O co więc chodzi? Na jaki rachunek powinniśmy wpłacić mandat otrzymany w 2020 r.?
Skontaktowaliśmy się w tej sprawie z Ministerstwem Finansów. Czego się dowiedzieliśmy? Konkret jest taki, że jeśli w nowym roku np. drogówka wlepi nam mandat, to powinniśmy go opłacić na dotychczasowy rachunek - który zresztą będzie podany na dokumencie.
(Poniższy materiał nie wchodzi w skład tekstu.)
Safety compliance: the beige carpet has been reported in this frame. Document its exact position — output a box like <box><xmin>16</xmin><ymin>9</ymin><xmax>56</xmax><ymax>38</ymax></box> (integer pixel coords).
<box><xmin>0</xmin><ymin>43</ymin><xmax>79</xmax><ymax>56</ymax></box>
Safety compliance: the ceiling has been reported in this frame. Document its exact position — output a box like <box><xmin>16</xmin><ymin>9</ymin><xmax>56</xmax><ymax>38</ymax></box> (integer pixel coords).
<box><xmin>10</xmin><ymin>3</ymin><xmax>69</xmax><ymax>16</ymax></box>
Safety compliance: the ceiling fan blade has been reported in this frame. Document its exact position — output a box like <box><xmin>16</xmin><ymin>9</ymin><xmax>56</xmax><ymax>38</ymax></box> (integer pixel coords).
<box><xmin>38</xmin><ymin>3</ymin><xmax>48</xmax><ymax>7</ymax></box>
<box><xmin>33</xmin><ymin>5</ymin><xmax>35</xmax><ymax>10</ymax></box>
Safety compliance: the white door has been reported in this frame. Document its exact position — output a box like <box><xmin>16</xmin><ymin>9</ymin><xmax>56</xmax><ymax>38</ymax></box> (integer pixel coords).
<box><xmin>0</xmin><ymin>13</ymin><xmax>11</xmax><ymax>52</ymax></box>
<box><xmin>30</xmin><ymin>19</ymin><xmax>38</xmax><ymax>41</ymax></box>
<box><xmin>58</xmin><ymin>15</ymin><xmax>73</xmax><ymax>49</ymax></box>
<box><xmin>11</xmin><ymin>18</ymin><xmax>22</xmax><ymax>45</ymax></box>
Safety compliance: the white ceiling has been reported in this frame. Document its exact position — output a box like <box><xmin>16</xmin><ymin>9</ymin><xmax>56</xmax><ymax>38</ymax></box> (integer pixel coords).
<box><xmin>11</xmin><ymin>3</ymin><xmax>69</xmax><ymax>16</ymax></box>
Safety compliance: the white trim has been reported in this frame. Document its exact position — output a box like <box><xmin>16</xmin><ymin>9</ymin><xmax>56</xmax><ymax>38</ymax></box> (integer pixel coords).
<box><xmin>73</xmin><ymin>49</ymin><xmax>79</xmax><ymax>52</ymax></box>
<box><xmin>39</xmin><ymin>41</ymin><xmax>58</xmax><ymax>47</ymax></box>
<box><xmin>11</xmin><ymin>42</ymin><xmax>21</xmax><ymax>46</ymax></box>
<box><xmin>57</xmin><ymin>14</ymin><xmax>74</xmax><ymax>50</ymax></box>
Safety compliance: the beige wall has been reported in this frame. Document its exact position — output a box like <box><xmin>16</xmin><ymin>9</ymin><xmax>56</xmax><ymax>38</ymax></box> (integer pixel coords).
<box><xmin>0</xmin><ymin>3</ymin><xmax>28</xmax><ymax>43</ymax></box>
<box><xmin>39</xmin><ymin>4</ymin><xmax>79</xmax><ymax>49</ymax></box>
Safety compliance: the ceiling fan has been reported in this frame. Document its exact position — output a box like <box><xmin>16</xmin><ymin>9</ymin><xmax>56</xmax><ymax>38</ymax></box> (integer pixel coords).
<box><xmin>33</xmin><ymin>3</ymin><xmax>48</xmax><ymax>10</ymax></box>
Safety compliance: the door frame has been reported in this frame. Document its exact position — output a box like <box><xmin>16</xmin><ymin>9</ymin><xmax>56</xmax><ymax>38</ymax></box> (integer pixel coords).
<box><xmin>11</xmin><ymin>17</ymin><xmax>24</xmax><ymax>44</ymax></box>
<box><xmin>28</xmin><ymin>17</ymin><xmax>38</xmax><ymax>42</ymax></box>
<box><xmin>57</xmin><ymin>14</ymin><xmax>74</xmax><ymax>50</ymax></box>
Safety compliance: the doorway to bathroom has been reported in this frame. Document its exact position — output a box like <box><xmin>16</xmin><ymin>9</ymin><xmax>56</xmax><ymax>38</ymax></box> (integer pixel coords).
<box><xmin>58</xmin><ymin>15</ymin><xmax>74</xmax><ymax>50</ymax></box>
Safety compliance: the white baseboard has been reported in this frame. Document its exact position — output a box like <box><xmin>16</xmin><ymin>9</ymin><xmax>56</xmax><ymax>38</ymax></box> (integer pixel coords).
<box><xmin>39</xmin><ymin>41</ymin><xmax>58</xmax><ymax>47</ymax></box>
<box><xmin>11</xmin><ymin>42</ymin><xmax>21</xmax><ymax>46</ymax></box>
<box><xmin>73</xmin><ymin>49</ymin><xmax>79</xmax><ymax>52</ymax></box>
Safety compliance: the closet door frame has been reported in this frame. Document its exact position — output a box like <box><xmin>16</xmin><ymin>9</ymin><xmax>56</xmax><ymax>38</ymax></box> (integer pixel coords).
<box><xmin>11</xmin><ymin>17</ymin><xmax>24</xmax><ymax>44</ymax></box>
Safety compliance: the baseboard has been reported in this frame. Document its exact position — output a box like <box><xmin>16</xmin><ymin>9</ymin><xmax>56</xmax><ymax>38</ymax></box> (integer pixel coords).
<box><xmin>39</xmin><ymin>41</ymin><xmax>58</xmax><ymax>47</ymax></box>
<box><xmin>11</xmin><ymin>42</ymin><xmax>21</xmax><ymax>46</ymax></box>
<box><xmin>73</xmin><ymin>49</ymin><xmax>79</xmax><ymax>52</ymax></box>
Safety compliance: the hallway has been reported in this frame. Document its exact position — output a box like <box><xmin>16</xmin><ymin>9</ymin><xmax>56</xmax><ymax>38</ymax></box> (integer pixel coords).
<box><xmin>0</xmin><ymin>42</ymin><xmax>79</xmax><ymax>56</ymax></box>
Jest to numer Pierwszego Urzędu Skarbowego w Opolu.
Jeśli ktoś przeleje środki na swój mikrorachunek podatkowy, to taki przelew też zostanie obsłużony, natomiast jego przeksięgowywanie może potrwać na tyle długo, że... w międzyczasie można dostać ponaglenie do zapłaty mandatu.
Mikrorachunek służy do opłacania należności z tytułu PIT, CIT i VAT. Jeśli natomiast ktoś przeleje na mikrorachunek należność z tytułu mandatu, to przelew zostanie obsłużony. Może to jednak potrwać znacznie dłużej niż standardowo, dlatego w tym przypadku powinniśmy dokonywać wpłat tak jak dotychczas
- komentuje dla next.gazeta.pl rzecznik prasowy Ministerstwa Finansów.
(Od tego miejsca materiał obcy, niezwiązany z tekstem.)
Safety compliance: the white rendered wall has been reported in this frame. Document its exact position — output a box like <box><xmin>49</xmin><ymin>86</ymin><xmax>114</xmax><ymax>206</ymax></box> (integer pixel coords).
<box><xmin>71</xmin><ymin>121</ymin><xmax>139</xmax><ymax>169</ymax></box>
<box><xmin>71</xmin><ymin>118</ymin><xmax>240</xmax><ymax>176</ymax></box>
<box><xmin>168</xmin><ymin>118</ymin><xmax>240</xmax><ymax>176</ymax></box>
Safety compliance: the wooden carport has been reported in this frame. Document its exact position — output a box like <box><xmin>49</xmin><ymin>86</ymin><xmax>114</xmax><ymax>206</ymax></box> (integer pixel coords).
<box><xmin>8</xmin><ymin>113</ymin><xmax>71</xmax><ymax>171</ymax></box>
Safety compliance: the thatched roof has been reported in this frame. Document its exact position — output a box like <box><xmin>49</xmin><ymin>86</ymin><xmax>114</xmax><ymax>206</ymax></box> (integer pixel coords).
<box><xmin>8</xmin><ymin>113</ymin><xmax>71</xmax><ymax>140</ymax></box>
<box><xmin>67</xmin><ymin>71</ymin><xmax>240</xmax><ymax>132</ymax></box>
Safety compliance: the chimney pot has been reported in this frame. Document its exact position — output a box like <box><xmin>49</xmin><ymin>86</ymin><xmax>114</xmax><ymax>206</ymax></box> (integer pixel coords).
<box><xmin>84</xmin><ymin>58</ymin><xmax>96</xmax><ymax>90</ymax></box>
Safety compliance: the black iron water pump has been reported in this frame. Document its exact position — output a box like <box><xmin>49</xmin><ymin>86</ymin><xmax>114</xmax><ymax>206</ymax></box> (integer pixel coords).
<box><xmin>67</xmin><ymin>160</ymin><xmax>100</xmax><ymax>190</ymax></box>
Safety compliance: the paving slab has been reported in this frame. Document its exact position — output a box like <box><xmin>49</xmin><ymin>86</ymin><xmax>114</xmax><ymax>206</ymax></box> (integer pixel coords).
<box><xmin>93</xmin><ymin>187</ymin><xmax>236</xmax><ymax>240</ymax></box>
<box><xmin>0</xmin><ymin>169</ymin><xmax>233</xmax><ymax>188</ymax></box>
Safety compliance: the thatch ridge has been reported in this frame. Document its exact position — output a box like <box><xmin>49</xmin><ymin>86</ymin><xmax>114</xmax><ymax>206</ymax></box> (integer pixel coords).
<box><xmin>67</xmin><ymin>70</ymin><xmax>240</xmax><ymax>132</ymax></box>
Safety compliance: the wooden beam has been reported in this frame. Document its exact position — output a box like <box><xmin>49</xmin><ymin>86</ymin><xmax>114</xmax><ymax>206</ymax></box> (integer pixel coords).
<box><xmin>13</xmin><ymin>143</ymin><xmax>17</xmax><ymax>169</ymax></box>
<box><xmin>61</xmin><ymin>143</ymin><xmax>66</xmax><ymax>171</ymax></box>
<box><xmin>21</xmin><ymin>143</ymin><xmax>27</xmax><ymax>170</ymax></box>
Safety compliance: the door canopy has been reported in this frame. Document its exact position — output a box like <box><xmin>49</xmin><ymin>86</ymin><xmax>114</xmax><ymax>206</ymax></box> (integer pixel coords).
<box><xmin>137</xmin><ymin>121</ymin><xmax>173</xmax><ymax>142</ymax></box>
Mamy więc konkret z Ministerstwa Finansów - mandaty i grzywny w 2020 r. lepiej przelewać na dotychczasowy rachunek, a nie na mikrorachunek.
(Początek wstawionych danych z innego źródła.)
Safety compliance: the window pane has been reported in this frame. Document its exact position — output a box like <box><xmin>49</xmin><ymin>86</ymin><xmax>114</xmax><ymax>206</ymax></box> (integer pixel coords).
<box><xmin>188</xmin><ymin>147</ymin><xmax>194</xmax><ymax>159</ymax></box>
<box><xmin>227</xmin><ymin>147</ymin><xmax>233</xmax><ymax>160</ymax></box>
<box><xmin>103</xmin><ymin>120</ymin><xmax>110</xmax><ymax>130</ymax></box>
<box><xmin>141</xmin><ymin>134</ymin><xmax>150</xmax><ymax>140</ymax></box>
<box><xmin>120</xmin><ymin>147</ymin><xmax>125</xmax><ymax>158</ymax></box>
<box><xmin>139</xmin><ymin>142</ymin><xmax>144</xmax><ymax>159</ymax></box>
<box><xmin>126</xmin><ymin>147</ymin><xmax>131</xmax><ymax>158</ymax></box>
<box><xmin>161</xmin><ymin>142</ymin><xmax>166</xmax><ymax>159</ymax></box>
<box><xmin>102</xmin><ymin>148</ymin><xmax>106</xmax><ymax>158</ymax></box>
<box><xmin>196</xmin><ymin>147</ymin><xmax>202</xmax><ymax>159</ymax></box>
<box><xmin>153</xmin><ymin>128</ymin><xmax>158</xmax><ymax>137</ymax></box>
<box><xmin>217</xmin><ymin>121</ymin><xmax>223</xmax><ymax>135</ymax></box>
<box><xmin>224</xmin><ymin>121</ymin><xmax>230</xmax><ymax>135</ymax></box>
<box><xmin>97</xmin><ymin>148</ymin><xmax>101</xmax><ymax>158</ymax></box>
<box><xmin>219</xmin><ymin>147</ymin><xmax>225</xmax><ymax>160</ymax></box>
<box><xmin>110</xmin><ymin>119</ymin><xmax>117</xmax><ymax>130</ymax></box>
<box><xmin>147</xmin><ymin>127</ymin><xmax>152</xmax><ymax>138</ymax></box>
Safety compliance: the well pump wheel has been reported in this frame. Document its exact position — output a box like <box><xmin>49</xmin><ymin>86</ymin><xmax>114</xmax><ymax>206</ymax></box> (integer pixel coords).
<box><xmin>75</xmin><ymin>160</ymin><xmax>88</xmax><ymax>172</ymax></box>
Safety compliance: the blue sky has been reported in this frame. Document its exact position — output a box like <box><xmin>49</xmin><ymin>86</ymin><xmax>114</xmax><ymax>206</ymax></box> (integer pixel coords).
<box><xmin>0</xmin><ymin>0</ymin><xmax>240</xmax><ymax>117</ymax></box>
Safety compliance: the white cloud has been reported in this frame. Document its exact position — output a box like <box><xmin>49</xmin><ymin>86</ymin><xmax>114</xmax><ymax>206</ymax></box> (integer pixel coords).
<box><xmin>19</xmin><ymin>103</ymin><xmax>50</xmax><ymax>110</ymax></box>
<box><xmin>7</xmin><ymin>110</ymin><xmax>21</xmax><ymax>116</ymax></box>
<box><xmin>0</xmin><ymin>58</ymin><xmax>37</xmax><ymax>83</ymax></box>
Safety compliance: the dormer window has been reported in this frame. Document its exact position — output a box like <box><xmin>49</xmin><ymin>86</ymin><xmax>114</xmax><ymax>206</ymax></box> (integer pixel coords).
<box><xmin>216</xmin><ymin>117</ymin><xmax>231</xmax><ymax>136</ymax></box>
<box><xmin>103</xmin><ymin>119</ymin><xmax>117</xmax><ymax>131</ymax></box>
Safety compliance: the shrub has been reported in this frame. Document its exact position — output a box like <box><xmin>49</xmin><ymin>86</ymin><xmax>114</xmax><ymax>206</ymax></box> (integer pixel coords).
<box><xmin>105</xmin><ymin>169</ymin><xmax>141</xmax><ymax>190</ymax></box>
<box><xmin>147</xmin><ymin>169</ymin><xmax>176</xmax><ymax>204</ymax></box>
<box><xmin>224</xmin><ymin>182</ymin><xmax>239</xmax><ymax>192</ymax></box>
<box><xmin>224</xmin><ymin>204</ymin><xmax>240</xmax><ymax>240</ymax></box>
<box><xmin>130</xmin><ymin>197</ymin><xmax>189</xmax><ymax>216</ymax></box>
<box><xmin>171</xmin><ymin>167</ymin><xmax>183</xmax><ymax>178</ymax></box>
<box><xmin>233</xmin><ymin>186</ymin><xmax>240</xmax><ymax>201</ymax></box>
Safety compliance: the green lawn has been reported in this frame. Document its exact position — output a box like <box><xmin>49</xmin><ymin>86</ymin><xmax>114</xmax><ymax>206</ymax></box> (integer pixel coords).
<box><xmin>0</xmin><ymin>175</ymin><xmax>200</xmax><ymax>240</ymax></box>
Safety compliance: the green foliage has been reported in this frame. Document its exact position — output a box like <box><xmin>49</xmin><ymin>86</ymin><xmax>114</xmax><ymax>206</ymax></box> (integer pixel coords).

Nie ukrywamy natomiast, że nie dostaliśmy z resortu finansów wskazówki, jak tę interpretację pogodzić ze wspomnianą wcześniej nowelizacją Ordynacji podatkowej, w której jednoznacznie zapisano, że na mikrorachunek powinny trafiać także "niepodatkowe należności budżetowe". Nie otrzymaliśmy (a sami nie znaleźliśmy) przepisu czy wyjaśnienia wskazującego, czym w tym konkretnym przypadku są "niepodatkowe należności budżetowe" i dlaczego m.in. mandaty i grzywny do nich nie należą. Z Ordynacji podatkowej wynika tylko, że "niepodatkowe należności budżetowe" to "niebędące podatkami i opłatami należności stanowiące dochód budżetu państwa lub budżetu jednostki samorządu terytorialnego, wynikające ze stosunków publicznoprawnych".
Czy wobec tego mamy do czynienia z "bublem" prawnym? Czy mamy sytuację, w której rząd nie przygotował się do własnej ustawy i radzi robić inaczej niż literalnie wynika z przepisów? Wątpliwości tylko potęguje skasowany tweet rzecznika Ministerstwa Finansów oraz to, że decyzja Ministerstwa Rozwoju o usunięciu ze strony biznes.gov.pl informacji, że mandaty i grzywny trzeba będzie od 2020 r. wpłacać na mikrorachunek. Tym bardziej, że resort rozwoju zrobił to dopiero po tym, gdy zaczęliśmy dopytywać w Ministerstwie Finansów o tę kwestię, powołując się właśnie m.in. na interpretację ministerstwa Jadwigi Emilewicz.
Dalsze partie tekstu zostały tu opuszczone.